To ensure this study is fully reproducible, we provide the following components:

- **Raw & Pre-processed Data:** The `final_inflow_rainfall_merged.csv` file is the primary data source.
- **Train/Val/Test Splits:** The exact splits can be reproduced using the `train_test_split` function with `random_state=123` and `shuffle=False`.
- **Hyperparameters:** All hyperparameters (window length, batch size, learning rate, etc.) are explicitly defined in the code cells.
- **Random Seeds:** We set `random_state=123` for the data split and will use fixed seeds for model initializations where applicable.
- **Metrics Notebook:** This notebook itself serves as the metrics notebook, containing all code for evaluation.

In [None]:
reproducibility_checklist = {
    "Raw Data": "final_inflow_rainfall_merged.csv",
    "Train/Test Split": "test_size=0.20, random_state=123, shuffle=False",
    "Hyperparameters": {
        "window_length": 5,
        "batch_size": 32,
        "epochs": 50,
        "learning_rate": 0.001
    },
    "Random Seeds": "random_state=123 for data split",
    "Metrics Notebook": "This notebook"
}

import json
print("Reproducibility Checklist:")
print(json.dumps(reproducibility_checklist, indent=2))

## 7. Final Conclusion and Comparison

This section synthesizes the results from all baseline models and the 10 LNN experiments. We provide a comprehensive comparison based on both quantitative metrics and qualitative characteristics.
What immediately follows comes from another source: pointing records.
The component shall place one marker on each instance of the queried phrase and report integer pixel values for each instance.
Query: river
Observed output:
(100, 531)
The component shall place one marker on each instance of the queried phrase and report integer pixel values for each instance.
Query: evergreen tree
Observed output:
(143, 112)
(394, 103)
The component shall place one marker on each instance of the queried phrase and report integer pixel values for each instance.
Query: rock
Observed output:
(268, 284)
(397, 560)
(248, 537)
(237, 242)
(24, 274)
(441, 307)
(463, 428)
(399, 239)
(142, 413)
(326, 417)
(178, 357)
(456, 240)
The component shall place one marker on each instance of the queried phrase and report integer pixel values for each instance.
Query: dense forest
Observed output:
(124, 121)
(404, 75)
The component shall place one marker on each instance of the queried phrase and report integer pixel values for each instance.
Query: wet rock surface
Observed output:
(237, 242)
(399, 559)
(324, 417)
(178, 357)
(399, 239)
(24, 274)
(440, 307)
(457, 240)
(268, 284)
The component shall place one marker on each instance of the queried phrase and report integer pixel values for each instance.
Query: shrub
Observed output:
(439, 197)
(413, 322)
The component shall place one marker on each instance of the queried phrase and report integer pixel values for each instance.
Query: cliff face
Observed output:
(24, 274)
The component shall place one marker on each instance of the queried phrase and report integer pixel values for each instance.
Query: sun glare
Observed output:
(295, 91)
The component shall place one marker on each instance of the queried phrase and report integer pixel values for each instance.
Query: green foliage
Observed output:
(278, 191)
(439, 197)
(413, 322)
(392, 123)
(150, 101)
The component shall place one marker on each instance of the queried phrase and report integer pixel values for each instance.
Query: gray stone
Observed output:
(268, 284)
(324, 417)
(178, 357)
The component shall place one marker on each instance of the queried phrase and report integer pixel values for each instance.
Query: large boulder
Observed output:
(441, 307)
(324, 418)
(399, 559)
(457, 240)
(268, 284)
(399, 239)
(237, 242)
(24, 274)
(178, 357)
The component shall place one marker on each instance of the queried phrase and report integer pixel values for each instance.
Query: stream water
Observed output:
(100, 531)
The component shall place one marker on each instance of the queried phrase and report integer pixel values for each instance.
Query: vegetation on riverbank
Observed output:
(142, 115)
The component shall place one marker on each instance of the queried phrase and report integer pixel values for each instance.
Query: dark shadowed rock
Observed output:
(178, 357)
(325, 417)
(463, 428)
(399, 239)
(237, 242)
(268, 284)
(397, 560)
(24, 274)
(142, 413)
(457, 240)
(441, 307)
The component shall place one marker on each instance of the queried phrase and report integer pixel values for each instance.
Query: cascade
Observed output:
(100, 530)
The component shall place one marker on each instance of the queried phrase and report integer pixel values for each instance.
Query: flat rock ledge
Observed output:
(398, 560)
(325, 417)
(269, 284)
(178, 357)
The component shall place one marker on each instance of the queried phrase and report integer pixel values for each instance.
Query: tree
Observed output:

### 7.1. Master Quantitative Comparison

In [None]:
# This cell will be populated with the final results from all experiments
final_results = results_df.copy()
# ... add results from LNN experiments ...
display(Markdown('**Master Performance Metrics Table**'))
display(final_results)

### 7.2. Qualitative Model Comparison

In [None]:
qualitative_data = {
    'Metric': ['Interpretability', 'Irregular Data Handling', 'Noise Robustness', 'Uncertainty Quantification', 'Computational Efficiency'],
    'LSTM/GRU': ['Low (Black Box)', 'Requires Imputation', 'Moderate', 'Requires Extensions (e.g., Bayesian)', 'Low (High Params)'],
    '1D-CNN': ['Moderate (Filters)', 'Requires Imputation', 'High', 'Requires Extensions', 'High'],
    'LNN': ['High (τ, Connectivity)', 'Native Support', 'High (Expected)', 'Native (MC Dropout)', 'High (Fewer Params)']
}
qualitative_df = pd.DataFrame(qualitative_data).set_index('Metric')
display(Markdown('**Qualitative Model Comparison**'))
display(qualitative_df)

### 7.3. Summary of Key Findings

This section will provide a narrative summary of the results, drawing conclusions from the tables and visualizations above. It will focus on answering the core research question: **How do LNNs perform in real-world hydrological forecasting compared to other models, and in what specific scenarios do they excel?**

**Key discussion points will include:**

- **Overall Performance:** How did the baseline LNN compare to LSTM, GRU, and CNNs on standard metrics?
- **Irregular Data:** Did the LNN show a distinct advantage when trained on the non-uniform, event-based data grid?
- **Interpretability:** What insights did the spatial ablation and physics-infused `τ` experiments provide about the underlying hydrological system?
- **Robustness and Uncertainty:** How well did the LNN handle noisy inputs, and did the UA-LNN provide meaningful uncertainty estimates for flood-risk assessment?
- **Adaptability:** Did the 'cold-start' experiment suggest that LNNs can adapt to changing conditions more efficiently than traditional models?
- **Efficiency:** Was the LNN more computationally efficient, as suggested by the compute audit?